Fernandez was accepted at two of the four schools to which he applied. He chose to attend Canterbury in part because two other CitySquash students were already studying there: Jose Alvarez, who was a Canterbury fourth-former (sophomore), and Hernandez, who had started there in the fall.

Fernandez wears his blue Canterbury jacket in the style of the school's sharpest dressers, zipped up all the way so that it entirely conceals his dress-code-mandated tie and blazer. At lunch he sits at a table of sophomores he met through Hernandez.

He didn't flinch when, in the dining hall one night before finals week, a shaggy blond Canterbury senior touched his earring. "Take that out, it looks too ghetto," the boy said. But Fernandez laughed it off.

"I've always felt that CitySquash kids waltz into these campuses like they own them because they've been there so many times to play squash," says Knowlton. "They know all the kids because they've played against them in squash. They know all the parents because they've hosted them."

On winter afternoons at the Canterbury School, students and faculty congregate in the athletic center, which consists of basketball courts, a wrestling room, a concession stand serving healthy snacks, an athletic gift shop offering T-shirts and baby clothing from various teams, a hockey rink, and a Zamboni emblazoned with the blue Canterbury crest.

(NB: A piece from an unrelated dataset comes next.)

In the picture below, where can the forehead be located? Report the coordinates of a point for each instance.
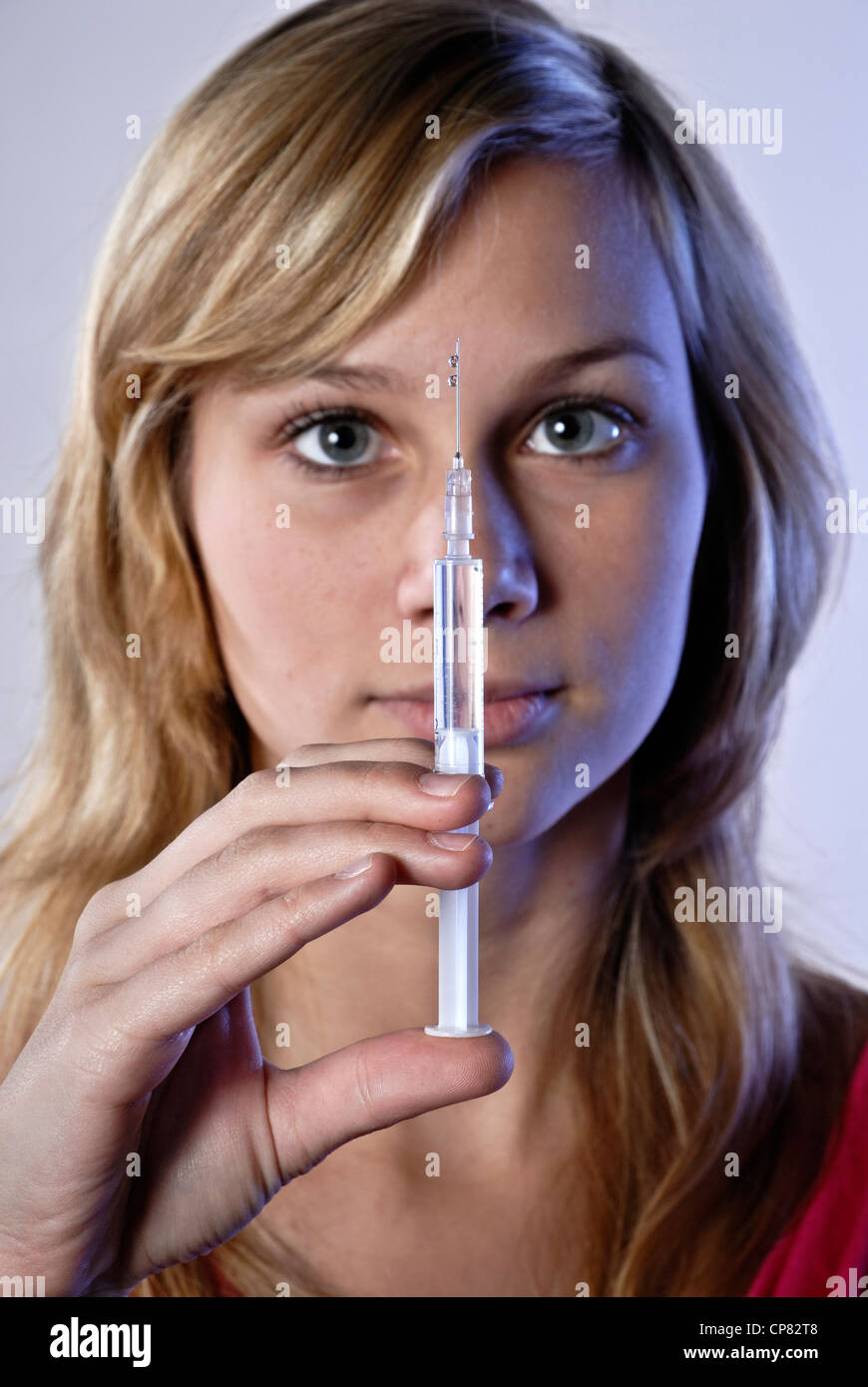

And there's the eight-year-old Saxe and Castellini Family Squash Pavilion, which has five glass-walled courts and seating for 200 on sloped bi-level wood risers where students congregate. During the boy's varsity squash practice, students cluster around the first couple of courts to watch the school's two best squash players hit lofting shots that hug the sidewalls and land in the back corners.

The No. 1 player on the Canterbury School men's varsity squash team is Freddy Hernandez. Chris Fernandez is No. 2.